Por eso, un festival que se hace desde hace cuatro años afuera de Buenos Aires, desprovisto del sponsorship de megaempresas o del patrocinio turbio del gobierno municipal de turno, que edición a edición crece en asistencia, en cantidad y talla de artistas y en el diseño en sí mismo de la experiencia tangible (foodtrucks, skate, merchandising, arte en vivo), merece una atención, un respeto y una consideración más que especial. La Nueva Generación se constituye año a año como el festival que nuclea a los músicos —y sus públicos— que, más allá de las distintas maneras y los distintos resultados, se les están plantando a los dinosaurios de la industria musical. Es el festival donde toda esta nueva ola de artistas quiere estar; por algo los Bandalos Chinos, aún estando de gira por México, compartieron en su Instagram: “nos encantaría estar ahí”.
Es que en La Nueva Generación 2018 desfilaron muchos de los más grandes talentos de la escena independiente nacional. Otra cosa buena: podemos hablar de escena nacional sin pudor, sin estar realizando el porteñismo culposo y soberbio de nacionalizar algo que sucede dentro de la General Paz. Platenses, cordobeses, mendocinos, santafesinos, marplatenses y rosarinos que ya no necesitan instalarse en Buenos Aires (aunque muchos efectivamente lo hagan) para subirse a un gran escenario o para alcanzar un palo de reproducciones en Spotify. En una época donde, si algo estamos viviendo, es una suerte de des-democratización del mundo entero, presenciar un festival de música que efectivamente democratiza, aunque sea una parte de la cultura alternativa, es una experiencia poderosa.
Más allá de los desperfectos en el sonido, que afectaron principalmente al no-muy-nueva-generación Emmanuel Horvilleur en el comienzo de su show, o del desfasaje de horarios, que retrasó todo casi una hora, La Nueva Generación fue un festival demoledor, de esos que logran generar un clima particular y cierta sensación de hito.
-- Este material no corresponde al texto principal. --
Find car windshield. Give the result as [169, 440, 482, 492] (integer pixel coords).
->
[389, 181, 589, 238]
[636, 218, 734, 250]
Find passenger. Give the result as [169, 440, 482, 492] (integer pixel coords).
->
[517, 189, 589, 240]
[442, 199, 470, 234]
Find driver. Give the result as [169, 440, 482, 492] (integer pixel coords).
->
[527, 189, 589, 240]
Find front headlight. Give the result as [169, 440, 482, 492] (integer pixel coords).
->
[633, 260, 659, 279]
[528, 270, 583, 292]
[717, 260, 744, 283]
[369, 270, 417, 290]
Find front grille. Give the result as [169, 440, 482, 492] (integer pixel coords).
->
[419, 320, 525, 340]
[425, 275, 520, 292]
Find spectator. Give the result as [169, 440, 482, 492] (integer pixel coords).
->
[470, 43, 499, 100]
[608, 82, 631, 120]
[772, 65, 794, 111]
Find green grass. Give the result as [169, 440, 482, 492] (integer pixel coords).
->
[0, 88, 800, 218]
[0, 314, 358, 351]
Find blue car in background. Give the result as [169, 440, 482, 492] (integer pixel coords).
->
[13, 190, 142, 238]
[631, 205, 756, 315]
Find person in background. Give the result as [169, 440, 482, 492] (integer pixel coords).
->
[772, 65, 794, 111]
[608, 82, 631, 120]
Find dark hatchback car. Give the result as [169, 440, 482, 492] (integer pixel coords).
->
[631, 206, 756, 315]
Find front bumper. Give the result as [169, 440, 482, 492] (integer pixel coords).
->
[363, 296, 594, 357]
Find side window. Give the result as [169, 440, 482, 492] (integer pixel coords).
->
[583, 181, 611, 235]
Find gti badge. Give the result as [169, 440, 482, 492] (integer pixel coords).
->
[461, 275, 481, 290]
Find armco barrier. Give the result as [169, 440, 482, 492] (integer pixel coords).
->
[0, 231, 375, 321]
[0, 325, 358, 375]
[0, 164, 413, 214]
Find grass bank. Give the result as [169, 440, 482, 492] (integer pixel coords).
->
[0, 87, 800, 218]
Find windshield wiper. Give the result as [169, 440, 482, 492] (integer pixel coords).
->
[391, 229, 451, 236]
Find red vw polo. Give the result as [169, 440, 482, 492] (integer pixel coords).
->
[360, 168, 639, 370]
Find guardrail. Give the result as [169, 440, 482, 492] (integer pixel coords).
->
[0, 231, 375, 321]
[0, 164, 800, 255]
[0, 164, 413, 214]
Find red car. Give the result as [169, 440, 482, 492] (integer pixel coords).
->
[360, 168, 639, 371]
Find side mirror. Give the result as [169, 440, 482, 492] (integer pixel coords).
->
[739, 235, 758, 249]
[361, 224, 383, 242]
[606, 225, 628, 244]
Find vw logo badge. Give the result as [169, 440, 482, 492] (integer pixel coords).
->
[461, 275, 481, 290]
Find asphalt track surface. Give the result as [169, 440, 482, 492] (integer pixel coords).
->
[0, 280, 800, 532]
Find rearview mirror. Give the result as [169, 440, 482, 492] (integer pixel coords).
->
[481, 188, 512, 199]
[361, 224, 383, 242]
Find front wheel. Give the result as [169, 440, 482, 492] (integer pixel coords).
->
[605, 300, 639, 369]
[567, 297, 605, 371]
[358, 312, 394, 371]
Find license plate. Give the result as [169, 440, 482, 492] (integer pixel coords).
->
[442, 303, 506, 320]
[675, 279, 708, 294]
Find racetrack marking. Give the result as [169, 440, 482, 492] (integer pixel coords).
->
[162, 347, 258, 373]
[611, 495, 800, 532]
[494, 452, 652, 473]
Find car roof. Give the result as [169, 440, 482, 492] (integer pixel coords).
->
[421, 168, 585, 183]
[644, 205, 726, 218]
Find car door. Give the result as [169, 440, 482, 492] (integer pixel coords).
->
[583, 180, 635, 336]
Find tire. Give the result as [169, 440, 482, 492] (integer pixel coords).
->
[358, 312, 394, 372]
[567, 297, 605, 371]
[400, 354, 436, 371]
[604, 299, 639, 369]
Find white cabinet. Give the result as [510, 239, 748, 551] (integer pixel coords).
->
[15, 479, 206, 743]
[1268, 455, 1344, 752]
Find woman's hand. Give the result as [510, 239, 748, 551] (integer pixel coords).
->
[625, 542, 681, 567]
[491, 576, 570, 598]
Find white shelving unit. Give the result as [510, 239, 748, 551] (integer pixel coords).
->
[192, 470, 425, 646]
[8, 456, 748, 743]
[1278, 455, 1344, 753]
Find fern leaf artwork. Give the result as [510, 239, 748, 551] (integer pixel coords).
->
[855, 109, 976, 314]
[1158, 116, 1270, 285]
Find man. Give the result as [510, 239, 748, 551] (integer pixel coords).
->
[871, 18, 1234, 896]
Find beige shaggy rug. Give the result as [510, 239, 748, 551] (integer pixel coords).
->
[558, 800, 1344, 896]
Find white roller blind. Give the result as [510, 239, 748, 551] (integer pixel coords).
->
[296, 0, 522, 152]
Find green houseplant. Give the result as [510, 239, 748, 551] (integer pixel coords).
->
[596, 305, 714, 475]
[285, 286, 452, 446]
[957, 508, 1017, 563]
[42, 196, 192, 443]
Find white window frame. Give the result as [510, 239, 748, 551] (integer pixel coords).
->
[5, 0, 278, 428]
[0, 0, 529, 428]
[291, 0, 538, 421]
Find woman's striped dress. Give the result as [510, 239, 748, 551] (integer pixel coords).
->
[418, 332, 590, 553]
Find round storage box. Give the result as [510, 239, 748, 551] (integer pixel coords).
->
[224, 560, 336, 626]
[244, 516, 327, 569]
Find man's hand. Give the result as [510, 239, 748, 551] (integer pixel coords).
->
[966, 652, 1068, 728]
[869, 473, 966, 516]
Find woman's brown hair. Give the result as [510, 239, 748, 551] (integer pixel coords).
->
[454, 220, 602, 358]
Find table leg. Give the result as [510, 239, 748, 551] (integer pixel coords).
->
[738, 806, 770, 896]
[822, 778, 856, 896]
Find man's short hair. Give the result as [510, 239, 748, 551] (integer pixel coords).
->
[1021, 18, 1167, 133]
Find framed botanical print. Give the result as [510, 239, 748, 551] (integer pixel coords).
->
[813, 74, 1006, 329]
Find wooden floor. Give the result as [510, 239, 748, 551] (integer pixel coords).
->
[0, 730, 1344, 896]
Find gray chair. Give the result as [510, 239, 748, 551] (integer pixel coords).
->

Durante la tarde, los prolijísimos Un Planeta —una banda injustamente ubicada siempre en horarios tempranos—, con canciones de sus últimos dos discos, DES (2017) y Refugio (2014), aportaron las melodías, las guitarras y la voz cálida de Gastón Le. Mientras esa expresión más clásica, guitarrera con chorus y reverb, se dio en el escenario Club Paraguay también con las presentaciones que siguieron (los locales Telescopios y Salvapantallas, los porteños Conociendo Rusia y su tradición cancionera eminentemente nacional y, más tarde, los también locales, Hipnótica), los dos escenarios principales vibraron con ritmos y sonidos más combativos o, aunque sea, distintos al cuatro cuartos y el gear tradicional. Ca7riel, una de las revelaciones del año, sacudió al público con sus rapeos desde muy temprano; Morbo y Mambo dio, nuevamente, una clase de psicodelia y groove instrumental que terminó en un viaje intenso de sintes y trompetas. Aunque no parecía ser tan difícil, Sara Hebe, apenas después de los marplatenses, hizo que todos agitaran sus pañuelos verdes. Luego, el dúo Valdés, gracias al magnetismo de su frontman Pancho Valdés (el mejor falsetto desde el Ale Sergi de Sin Restricciones), logró convertir la tarde cordobesa en el after del balneario en el que más nos hubiera gustado estar.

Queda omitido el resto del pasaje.